その時、彼は夢うつつで寝語を繰り返した。
寝言の内容は、都心部へは行きたくない、管理がどうのこうの言っていた。」


ちひろは名前を名乗り返答した。
「そうだったのですね。
今の意見を聴く限り、私たちの知っている一成さんと、もう一人の一成さんが遊離しているのだなと理解します。」

美晴は丁寧に「本当にうちの一成がお世話になりました。
感謝します。」と頭を下げた。

「いいえ、とんでもないです。

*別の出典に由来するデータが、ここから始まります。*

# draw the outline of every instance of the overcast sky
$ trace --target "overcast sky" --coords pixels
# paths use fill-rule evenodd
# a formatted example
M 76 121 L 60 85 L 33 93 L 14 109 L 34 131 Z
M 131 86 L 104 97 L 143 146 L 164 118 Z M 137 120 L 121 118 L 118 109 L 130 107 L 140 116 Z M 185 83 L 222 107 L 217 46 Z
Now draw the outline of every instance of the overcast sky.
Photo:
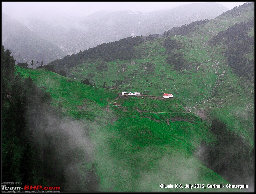
M 100 10 L 130 10 L 148 13 L 193 3 L 206 2 L 2 2 L 2 12 L 18 20 L 28 16 L 50 17 L 53 15 L 83 16 Z M 215 2 L 231 9 L 248 2 Z M 50 13 L 51 14 L 50 14 Z

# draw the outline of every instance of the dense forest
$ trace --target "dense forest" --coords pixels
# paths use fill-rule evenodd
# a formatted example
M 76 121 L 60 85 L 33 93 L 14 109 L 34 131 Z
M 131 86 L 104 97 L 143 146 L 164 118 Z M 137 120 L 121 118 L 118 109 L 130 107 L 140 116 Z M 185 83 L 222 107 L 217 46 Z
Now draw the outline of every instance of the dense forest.
M 143 43 L 144 41 L 142 36 L 128 37 L 112 42 L 104 43 L 93 48 L 89 48 L 83 52 L 80 51 L 76 54 L 67 55 L 62 59 L 52 61 L 48 65 L 53 65 L 57 69 L 66 70 L 75 67 L 88 59 L 105 61 L 130 59 L 136 55 L 134 46 Z
M 203 163 L 232 183 L 252 187 L 254 149 L 240 136 L 228 130 L 221 121 L 213 119 L 210 130 L 217 141 L 210 144 L 201 142 L 199 157 Z
M 240 76 L 249 78 L 254 76 L 254 60 L 248 59 L 246 54 L 254 49 L 254 36 L 250 37 L 244 33 L 254 27 L 254 20 L 241 22 L 220 32 L 210 41 L 212 45 L 228 45 L 225 54 L 228 64 Z
M 61 104 L 51 105 L 50 93 L 30 77 L 15 75 L 9 50 L 2 47 L 2 53 L 3 181 L 97 191 L 94 165 L 87 167 L 82 146 L 66 143 L 72 140 L 67 121 L 74 121 L 62 118 Z

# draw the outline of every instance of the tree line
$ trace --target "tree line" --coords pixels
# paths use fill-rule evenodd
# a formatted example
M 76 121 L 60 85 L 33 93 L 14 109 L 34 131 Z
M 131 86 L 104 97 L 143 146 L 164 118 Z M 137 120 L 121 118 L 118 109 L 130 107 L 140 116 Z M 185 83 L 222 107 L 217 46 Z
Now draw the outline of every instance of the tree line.
M 128 37 L 112 42 L 104 43 L 89 48 L 76 54 L 67 55 L 63 59 L 49 63 L 58 69 L 67 70 L 88 60 L 101 59 L 107 62 L 116 59 L 128 60 L 134 58 L 136 54 L 134 47 L 145 41 L 142 36 Z
M 254 36 L 250 37 L 246 32 L 252 27 L 254 19 L 242 22 L 220 32 L 209 42 L 215 46 L 227 44 L 228 48 L 224 53 L 228 64 L 238 75 L 250 78 L 254 76 L 254 60 L 247 59 L 246 55 L 253 53 Z
M 67 146 L 60 153 L 57 148 L 69 140 L 60 130 L 61 104 L 53 106 L 49 92 L 30 76 L 16 74 L 11 52 L 2 46 L 2 52 L 3 182 L 60 186 L 61 191 L 98 191 L 95 165 L 87 167 L 81 148 Z
M 202 141 L 199 151 L 203 163 L 231 183 L 253 186 L 254 148 L 221 121 L 213 119 L 210 129 L 217 141 Z

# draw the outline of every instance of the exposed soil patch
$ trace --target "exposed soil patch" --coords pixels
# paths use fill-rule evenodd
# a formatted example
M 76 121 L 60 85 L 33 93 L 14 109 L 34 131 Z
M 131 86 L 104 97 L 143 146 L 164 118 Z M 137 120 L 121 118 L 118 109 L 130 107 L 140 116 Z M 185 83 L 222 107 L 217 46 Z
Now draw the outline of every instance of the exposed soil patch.
M 151 120 L 154 121 L 156 121 L 156 122 L 159 122 L 160 121 L 156 119 L 154 119 L 152 117 L 150 117 L 149 116 L 147 116 L 147 117 L 142 117 L 142 118 L 147 118 L 148 119 L 151 119 Z
M 174 122 L 174 121 L 187 121 L 187 122 L 189 122 L 190 123 L 193 123 L 190 121 L 189 121 L 187 119 L 183 119 L 183 118 L 180 118 L 180 117 L 175 117 L 175 118 L 172 118 L 171 119 L 171 120 L 172 122 Z
M 203 109 L 198 110 L 198 111 L 195 112 L 194 113 L 196 115 L 200 117 L 200 118 L 202 118 L 203 120 L 205 120 L 207 118 L 207 116 L 206 115 L 206 113 L 204 112 Z

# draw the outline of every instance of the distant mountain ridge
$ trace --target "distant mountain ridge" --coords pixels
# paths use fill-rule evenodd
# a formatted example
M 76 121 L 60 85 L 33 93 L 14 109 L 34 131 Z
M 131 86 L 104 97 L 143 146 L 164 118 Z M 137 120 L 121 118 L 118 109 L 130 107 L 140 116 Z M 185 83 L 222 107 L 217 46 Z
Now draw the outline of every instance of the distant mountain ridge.
M 103 43 L 131 36 L 162 34 L 174 27 L 212 19 L 228 9 L 214 2 L 192 4 L 147 14 L 126 10 L 100 11 L 83 18 L 65 17 L 26 25 L 67 54 L 76 54 Z
M 2 44 L 12 52 L 16 64 L 25 62 L 30 64 L 31 60 L 47 64 L 67 55 L 56 45 L 4 13 L 2 13 Z

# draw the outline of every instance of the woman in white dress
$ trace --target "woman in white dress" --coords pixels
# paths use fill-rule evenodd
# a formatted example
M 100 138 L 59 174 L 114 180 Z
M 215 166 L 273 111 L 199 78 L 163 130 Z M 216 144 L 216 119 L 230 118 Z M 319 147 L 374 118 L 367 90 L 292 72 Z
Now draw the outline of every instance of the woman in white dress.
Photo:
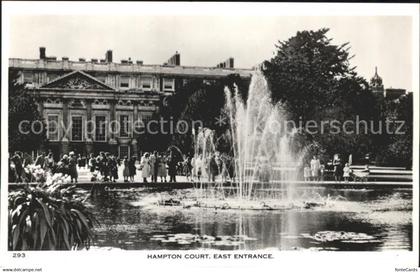
M 141 157 L 141 176 L 143 177 L 143 182 L 147 182 L 147 178 L 151 174 L 150 163 L 149 163 L 149 153 L 144 153 L 143 157 Z

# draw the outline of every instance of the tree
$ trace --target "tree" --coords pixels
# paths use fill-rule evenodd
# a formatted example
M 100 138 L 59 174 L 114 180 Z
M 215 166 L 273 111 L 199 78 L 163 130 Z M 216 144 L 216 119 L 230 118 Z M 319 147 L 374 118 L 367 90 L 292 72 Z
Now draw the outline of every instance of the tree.
M 25 187 L 9 193 L 9 250 L 89 249 L 99 224 L 63 183 Z
M 276 55 L 263 65 L 274 102 L 281 102 L 295 122 L 309 120 L 378 120 L 377 101 L 365 79 L 350 66 L 348 43 L 332 44 L 328 29 L 300 31 L 287 41 L 280 41 Z M 323 133 L 303 131 L 306 145 L 316 143 L 327 157 L 334 153 L 360 157 L 376 150 L 374 135 L 338 134 L 326 127 Z M 318 152 L 318 151 L 314 151 Z M 321 154 L 322 155 L 322 154 Z
M 397 100 L 383 100 L 383 122 L 391 123 L 391 134 L 384 139 L 382 152 L 378 160 L 382 164 L 413 167 L 413 93 L 401 96 Z M 402 122 L 400 127 L 399 122 Z
M 25 84 L 18 82 L 18 77 L 17 71 L 9 70 L 10 153 L 16 150 L 26 152 L 36 150 L 46 140 L 45 125 L 35 99 Z
M 215 130 L 216 138 L 220 139 L 219 151 L 230 150 L 230 143 L 227 143 L 225 139 L 225 133 L 229 129 L 229 120 L 226 118 L 224 124 L 217 123 L 217 118 L 224 115 L 225 87 L 233 90 L 234 85 L 237 85 L 245 96 L 248 84 L 249 82 L 241 79 L 239 75 L 232 74 L 214 82 L 192 79 L 178 88 L 170 98 L 162 116 L 167 119 L 172 118 L 175 123 L 179 120 L 186 121 L 189 127 L 187 133 L 173 134 L 171 144 L 178 146 L 184 153 L 193 152 L 191 125 L 194 121 L 201 121 L 204 127 Z M 197 131 L 198 127 L 194 129 Z

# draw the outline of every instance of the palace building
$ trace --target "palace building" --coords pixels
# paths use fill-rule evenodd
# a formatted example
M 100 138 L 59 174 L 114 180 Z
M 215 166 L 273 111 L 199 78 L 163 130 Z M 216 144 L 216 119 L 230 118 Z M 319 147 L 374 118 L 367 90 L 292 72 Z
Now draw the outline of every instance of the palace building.
M 251 77 L 251 69 L 234 68 L 233 58 L 215 67 L 192 67 L 181 65 L 178 52 L 162 65 L 131 59 L 116 63 L 111 50 L 104 59 L 78 61 L 48 57 L 44 47 L 39 53 L 39 59 L 10 58 L 9 69 L 18 71 L 20 83 L 32 89 L 49 124 L 45 149 L 57 155 L 72 150 L 76 154 L 137 155 L 142 150 L 138 135 L 130 129 L 115 133 L 106 124 L 124 126 L 139 119 L 146 123 L 159 114 L 165 98 L 189 79 L 217 81 L 230 74 Z M 62 124 L 59 129 L 57 124 Z M 94 129 L 89 129 L 92 124 Z

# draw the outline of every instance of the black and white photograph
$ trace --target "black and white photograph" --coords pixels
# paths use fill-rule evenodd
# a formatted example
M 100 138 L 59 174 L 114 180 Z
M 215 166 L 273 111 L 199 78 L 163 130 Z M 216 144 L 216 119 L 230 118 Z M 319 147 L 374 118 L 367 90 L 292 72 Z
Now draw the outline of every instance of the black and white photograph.
M 417 271 L 418 4 L 7 4 L 2 271 L 67 251 Z

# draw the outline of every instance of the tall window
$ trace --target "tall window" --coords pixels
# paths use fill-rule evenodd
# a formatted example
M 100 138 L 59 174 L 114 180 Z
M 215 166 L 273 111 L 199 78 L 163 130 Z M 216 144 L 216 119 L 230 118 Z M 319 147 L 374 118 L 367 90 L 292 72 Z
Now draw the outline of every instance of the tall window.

」
とダリアは答えた。

最後にドクター藤田が締め括るようにこういった。

「元々、この旅を始める時私とちひろ君は任意で同行させて貰っているので彼を責めるだとかは毛頭ないので言うなれば、この旅全て自己責任というのが本当の所なのです。
今後もそれは変わらないし、もっともっとカンファレンスを繰り返しながらこの旅をどういうものにしていくか考える必要があります。」

「本当にみんな許してくれて感謝する。
こんな俺だけどもっと打ち明け話をするよう努めるよ。